I always was a big fan of the movie when I saw it on TV one Saturday afternoon. I also became an instant fan of Maggie Smith, who deserved her Oscar for her role. The book is very different from the film, but the story is basically the same about Jean Brodie, who teaches in an all girl’s school, Marcia Blaine, in Edinburgh, Scotland, in the 30s. The book doesn’t have the explosive confrontation between Brodie and Sandy, her student and confidant, but still examines Miss Brodie’s downfall.

 

5. Johnny Got His Gun by Dalton Trumbo

I saw the film Trumbo last year and became more interested in this book. Published right before the second World War, this antiwar novel is told from the point of view of a severally injured soldier when a bomb falls in his foxhole during WWI. This was definitely one of the most visceral books I’ve ever read. When you find out the extent of his injuries, it will shock you. A tour de force.

 

6. Green Fried Tomatoes at the Whistle Stop Cafe by Fanny Flagg

I remember growing up watching Fanny Flagg on Match Game. In her later years, she became better known as an author. I remember seeing this film years ago. The movie concentrates on the love story between Idgie and Ruth, but the book tells the story of the small community of Whistle Stop and the people who lived there until the railroad stopped coming through the town.

 

7. The Beat Queen by Louise Edirich

I joined an online book club where each year there was a theme. Last year’s theme was books with food in the title, thus why I read Green Fried Tomatoes and this book. This book starts out with siblings Mary and Karl Adare riding a boxcar to Argus, North Dakota to live with their aunt after their mom flies off with an airplane pilot during the Depression. It took me awhile to get into book, but it’s a great novel about families, the one you are born into and the one you find.

 

8. A Christmas Carol by Charles Dickens

This was another group read run by Rolly. I think we all have seen one of the many adaptations of this novella. It was great to finally read it. What I loved the most was the extent of Dickens’ imagination. I loved his vivid descriptions of each ghost.

 

9. The Black Mountain by Rex Stout

In most Nero Wolfe novels, Wolfe solves the case from the safety of his brownstone on West 35th Street in Manhattan, surrounded by his beloved orchids. This book is very different. The death of Wolfe’s childhood friend Marko Vukcic as well as his adopted daughter, Carla Britton, leads Wolfe to leave to confines of his brownstone to go with his sidekick Archie Goodwin in the former country of Yugoslavia to solve the case.

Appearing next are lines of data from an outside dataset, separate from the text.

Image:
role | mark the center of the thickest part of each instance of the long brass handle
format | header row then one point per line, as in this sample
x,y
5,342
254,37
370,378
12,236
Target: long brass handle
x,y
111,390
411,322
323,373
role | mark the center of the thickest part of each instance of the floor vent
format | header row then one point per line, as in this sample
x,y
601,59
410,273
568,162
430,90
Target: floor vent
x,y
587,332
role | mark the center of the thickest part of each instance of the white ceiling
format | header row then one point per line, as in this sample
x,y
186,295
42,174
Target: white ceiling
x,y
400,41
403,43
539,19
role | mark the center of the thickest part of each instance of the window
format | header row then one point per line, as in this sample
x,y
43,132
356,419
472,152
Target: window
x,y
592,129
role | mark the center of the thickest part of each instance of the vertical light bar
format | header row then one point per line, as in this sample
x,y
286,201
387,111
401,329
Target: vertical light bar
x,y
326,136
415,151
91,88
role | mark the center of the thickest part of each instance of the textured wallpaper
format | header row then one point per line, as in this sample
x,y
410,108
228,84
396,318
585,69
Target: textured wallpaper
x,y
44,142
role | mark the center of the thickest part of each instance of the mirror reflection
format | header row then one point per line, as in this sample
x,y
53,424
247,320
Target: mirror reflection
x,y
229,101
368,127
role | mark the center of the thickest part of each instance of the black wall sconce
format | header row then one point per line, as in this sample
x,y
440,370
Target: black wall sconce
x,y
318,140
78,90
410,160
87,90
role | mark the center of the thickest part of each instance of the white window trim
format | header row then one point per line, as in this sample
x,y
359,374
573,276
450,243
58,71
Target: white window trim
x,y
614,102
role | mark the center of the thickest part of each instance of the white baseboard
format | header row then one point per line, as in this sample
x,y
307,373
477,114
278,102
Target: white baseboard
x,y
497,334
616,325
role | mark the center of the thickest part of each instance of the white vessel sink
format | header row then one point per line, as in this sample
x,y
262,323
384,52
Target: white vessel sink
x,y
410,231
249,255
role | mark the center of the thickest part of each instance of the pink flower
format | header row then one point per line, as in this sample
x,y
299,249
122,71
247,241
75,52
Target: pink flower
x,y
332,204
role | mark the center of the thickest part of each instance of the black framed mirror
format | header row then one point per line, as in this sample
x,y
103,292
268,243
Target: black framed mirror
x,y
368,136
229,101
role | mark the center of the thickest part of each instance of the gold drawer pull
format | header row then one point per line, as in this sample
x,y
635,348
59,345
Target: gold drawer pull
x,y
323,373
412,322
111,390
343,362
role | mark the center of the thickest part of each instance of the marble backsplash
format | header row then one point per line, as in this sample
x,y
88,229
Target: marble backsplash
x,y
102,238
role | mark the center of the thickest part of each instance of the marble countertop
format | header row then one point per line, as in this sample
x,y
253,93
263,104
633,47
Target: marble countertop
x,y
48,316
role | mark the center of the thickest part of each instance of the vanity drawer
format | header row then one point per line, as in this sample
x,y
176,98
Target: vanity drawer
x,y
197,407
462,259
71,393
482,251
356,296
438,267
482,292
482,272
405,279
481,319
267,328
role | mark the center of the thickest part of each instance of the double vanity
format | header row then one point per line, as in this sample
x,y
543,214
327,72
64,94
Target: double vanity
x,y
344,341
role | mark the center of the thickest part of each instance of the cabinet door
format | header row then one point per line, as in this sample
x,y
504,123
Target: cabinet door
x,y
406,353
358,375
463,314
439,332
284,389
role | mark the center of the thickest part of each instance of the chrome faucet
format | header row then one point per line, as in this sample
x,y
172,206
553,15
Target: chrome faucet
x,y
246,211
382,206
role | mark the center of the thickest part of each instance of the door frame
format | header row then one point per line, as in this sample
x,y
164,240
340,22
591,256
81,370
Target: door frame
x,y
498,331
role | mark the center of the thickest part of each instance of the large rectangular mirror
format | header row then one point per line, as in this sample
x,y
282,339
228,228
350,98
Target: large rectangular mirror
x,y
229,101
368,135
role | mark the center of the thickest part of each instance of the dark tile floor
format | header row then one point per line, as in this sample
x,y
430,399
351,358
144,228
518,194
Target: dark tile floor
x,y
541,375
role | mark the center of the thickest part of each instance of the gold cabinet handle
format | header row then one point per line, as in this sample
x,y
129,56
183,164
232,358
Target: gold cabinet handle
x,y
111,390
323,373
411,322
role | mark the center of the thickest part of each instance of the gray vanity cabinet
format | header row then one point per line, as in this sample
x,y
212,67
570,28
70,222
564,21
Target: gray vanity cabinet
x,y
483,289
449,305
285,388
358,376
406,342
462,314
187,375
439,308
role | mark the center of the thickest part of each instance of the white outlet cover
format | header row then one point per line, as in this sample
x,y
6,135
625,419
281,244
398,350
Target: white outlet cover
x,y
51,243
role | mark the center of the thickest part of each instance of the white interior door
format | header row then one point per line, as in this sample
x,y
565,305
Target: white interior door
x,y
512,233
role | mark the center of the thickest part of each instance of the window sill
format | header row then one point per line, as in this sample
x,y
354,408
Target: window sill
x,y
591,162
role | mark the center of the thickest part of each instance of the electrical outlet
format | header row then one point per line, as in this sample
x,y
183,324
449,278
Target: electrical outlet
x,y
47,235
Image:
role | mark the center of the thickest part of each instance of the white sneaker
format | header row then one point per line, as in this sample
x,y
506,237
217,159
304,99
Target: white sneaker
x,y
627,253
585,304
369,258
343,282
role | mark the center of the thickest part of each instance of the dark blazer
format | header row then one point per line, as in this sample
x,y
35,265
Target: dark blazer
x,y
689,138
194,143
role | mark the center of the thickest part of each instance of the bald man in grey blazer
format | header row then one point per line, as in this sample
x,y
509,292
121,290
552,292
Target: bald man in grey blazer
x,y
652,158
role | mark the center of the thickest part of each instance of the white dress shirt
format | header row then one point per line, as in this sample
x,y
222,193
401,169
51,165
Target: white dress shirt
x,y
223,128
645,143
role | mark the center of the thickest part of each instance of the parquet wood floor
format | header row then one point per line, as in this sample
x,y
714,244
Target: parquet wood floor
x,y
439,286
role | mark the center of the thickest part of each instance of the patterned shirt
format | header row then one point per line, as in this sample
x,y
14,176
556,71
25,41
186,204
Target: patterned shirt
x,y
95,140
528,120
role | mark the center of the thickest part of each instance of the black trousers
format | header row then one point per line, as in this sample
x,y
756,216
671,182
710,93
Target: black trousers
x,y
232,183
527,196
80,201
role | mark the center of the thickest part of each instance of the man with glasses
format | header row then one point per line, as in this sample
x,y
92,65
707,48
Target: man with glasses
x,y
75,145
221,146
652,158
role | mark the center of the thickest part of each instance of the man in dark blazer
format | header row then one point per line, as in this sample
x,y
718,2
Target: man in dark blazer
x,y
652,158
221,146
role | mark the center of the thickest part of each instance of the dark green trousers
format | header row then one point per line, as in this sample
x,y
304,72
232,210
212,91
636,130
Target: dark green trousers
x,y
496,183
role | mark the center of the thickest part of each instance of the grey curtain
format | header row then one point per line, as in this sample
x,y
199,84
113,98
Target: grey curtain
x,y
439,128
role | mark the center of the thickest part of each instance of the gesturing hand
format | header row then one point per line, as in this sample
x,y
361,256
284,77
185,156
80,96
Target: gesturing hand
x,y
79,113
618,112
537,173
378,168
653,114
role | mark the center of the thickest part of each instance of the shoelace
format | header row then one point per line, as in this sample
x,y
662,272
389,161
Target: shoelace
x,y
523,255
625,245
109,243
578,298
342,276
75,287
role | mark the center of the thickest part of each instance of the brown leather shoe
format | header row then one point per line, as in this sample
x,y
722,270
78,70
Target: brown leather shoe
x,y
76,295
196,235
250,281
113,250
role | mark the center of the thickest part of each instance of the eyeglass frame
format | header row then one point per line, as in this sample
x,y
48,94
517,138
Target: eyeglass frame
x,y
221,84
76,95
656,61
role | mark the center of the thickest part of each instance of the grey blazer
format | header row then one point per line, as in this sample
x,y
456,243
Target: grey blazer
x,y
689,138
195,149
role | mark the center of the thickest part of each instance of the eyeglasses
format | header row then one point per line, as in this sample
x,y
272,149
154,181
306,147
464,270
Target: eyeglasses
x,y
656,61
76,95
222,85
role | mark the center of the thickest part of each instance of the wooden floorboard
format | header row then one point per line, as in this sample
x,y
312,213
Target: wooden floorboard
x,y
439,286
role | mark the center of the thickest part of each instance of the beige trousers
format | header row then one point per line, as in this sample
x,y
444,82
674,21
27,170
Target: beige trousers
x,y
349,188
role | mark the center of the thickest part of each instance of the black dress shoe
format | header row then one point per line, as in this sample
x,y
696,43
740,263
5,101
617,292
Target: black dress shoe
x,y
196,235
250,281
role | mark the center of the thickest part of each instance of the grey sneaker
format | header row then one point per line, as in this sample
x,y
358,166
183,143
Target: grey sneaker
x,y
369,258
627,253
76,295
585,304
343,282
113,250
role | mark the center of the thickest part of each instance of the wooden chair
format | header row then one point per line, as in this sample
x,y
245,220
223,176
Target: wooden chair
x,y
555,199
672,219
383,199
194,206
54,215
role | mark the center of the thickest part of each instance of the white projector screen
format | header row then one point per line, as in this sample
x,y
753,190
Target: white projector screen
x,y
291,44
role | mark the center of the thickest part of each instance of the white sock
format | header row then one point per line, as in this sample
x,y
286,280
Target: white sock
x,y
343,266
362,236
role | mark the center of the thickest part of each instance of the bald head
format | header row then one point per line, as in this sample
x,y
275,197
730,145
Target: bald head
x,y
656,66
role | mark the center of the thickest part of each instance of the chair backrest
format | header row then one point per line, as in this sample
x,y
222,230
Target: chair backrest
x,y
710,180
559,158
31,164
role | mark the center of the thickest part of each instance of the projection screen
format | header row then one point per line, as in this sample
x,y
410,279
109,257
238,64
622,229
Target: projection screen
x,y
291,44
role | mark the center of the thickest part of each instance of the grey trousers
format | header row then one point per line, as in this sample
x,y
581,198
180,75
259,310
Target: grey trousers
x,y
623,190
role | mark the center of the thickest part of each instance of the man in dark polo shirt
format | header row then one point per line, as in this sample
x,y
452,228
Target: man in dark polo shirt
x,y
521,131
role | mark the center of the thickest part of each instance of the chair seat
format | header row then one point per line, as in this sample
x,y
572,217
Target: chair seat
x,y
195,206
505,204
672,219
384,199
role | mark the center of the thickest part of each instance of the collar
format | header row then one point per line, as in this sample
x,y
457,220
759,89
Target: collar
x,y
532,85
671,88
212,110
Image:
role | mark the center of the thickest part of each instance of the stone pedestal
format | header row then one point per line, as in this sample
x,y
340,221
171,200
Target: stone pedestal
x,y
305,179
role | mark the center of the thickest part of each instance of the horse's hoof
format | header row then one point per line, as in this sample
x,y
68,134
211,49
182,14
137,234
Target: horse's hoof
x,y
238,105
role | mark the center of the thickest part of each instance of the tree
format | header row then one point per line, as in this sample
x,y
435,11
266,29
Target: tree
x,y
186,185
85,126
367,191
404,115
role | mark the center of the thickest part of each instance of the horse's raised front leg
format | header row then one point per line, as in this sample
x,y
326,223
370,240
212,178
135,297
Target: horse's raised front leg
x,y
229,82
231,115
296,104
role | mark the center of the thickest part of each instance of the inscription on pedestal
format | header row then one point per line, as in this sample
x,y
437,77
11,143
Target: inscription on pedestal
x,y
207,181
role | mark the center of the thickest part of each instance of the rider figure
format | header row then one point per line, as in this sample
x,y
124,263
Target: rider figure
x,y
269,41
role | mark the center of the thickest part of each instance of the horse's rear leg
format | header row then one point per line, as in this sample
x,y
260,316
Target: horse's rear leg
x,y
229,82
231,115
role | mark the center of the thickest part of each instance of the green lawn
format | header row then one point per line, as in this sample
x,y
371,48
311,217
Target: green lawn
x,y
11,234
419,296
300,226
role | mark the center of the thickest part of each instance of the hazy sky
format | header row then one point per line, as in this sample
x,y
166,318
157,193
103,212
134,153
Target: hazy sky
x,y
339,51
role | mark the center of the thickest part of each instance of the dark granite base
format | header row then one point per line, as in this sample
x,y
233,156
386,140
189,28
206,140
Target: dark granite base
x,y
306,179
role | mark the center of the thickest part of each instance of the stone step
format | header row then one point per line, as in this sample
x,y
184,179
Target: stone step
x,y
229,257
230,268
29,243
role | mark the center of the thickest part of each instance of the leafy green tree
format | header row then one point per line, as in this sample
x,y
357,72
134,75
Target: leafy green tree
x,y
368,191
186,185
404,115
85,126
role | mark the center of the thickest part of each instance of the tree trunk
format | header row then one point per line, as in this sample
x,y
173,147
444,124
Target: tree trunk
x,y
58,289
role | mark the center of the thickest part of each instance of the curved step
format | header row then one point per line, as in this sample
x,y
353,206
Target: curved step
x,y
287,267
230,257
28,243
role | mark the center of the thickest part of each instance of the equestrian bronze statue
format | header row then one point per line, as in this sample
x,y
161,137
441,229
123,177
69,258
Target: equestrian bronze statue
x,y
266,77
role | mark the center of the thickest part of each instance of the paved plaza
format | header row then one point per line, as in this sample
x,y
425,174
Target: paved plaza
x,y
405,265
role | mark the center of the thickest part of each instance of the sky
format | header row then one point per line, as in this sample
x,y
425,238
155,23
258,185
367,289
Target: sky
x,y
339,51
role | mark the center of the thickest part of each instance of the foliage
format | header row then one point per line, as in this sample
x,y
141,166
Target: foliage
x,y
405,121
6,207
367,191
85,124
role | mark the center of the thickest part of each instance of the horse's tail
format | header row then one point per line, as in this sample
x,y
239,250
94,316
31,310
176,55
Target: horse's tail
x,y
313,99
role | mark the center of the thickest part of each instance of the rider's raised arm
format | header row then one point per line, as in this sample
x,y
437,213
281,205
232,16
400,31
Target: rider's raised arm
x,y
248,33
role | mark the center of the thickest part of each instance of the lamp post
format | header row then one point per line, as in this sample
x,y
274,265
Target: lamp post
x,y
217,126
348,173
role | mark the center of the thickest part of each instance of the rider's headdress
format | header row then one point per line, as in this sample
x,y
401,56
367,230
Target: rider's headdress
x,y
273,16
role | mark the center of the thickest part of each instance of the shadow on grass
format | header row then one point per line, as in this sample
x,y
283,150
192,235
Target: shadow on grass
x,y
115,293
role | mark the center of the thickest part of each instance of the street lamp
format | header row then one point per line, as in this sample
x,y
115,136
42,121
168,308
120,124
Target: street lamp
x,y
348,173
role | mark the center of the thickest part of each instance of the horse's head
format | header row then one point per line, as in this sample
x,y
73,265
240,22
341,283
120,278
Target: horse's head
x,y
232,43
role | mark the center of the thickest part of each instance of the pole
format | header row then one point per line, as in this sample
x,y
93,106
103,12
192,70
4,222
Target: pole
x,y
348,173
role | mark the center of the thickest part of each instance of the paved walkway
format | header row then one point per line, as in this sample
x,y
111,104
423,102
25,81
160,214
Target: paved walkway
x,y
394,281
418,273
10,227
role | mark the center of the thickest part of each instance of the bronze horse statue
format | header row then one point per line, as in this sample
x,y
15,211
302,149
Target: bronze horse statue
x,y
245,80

More action-packed than most Wolfe books.

 

10. The Martian Chronicles by Ray Bradbury

This was actually a reread. I read this book in junior high, and it became one of my favorite books at the time. It basically a series of stories about how men from Earth come to colonize Mars and how we destroy the planet. It was a pleasure to reread it.

 

I have 3 honorable mentions: Rabbit is Rich by John Updike, Death of a Peer by Nagio Marsh, and The World of Jeeves by P. G. Wodehouse. I am currently reading a holdover from last year, Stones For Ibarra by Harriet Doerr and A Tree Grows in Brooklyn by Betty Smith. Looking forward to seeing where both books land on 2023’s list.